Burgeoning population growth in southern New Mexico and the border region has regional municipalities eyeing EBID as a possible source of drinking water. Kevin Bixby, director of the Southwest Environmental Center, estimates that all the water from the Elephant Butte reservoir could be required to support downriver households of 4.4 million people at conservative use levels in an area, including Juarez, that is projected to have a population of 6 million in 2025.
At the same time, Bixby is considering action to assure that operations in the district comply with requirements of the Endangered Species Act, which may or may not lead to year-round flows of the river.
Records show that consistent year-round flows of the Rio Grande were not pre-dam realities, Hernandez says. "It should be noted that the Rio Grande in the Mesilla Valley is not now the habitat of any listed endangered species."
Year-round flows to maintain water quality make a more compelling argument, Hernandez says. "Water leaving Elephant Butte Dam has dissolved solids of almost 500 parts per million, an acceptable salinity level. During the winter period, without irrigation releases, the dissolved solids in water at the International Dam may reach 1,400 to 1,600 parts per million, making the river too salty to be used as a potable supply in winter."

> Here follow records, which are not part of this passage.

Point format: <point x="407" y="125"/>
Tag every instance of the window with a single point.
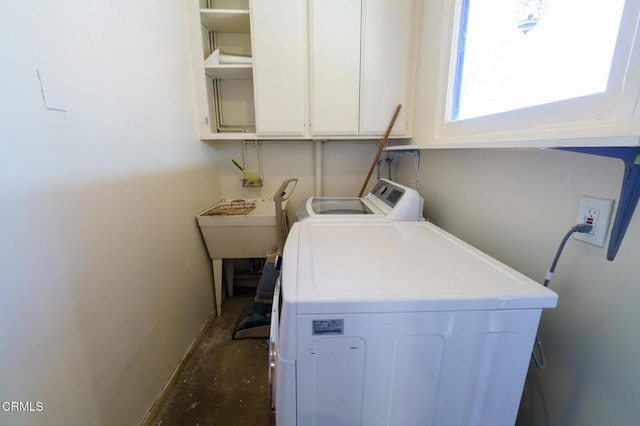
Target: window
<point x="514" y="54"/>
<point x="527" y="70"/>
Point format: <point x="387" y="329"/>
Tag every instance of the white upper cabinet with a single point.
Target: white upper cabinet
<point x="386" y="70"/>
<point x="335" y="66"/>
<point x="302" y="69"/>
<point x="361" y="55"/>
<point x="279" y="55"/>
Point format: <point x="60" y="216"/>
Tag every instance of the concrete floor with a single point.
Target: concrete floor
<point x="225" y="381"/>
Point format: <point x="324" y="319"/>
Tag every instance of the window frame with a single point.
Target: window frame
<point x="610" y="113"/>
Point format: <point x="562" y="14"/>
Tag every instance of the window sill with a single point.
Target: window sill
<point x="589" y="142"/>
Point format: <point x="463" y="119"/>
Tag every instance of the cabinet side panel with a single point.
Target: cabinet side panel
<point x="387" y="36"/>
<point x="335" y="66"/>
<point x="278" y="43"/>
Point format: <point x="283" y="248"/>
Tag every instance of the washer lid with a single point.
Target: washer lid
<point x="334" y="267"/>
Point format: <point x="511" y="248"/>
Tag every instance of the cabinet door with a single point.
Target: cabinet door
<point x="335" y="66"/>
<point x="278" y="45"/>
<point x="387" y="39"/>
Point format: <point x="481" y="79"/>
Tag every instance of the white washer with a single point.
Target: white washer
<point x="398" y="323"/>
<point x="387" y="199"/>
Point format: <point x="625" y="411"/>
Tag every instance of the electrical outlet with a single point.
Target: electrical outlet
<point x="595" y="212"/>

Las Cruces now gets all of its drinking water from underground wells. However, the city owns farmland 2.5 miles south of Mesilla Dam and has considered the possibility of building a surface water treatment plant within the next 15 years.
Frost says water treatment could be enormously expensive, making it worthwhile to look into methods to minimize saline degradation. Substantial degradation in quality occurs at the point where drains discharge into the river. The many potential sources of salinity between the dam and Texas have never been fully explored, he says, leaving open the possibility of finding means of preventing some of the water supply degradation.
Again, Frost says, technology holds the key to giving the Rio Grande a chance to continue to give to agriculture and to everyone in the valley for generations to come.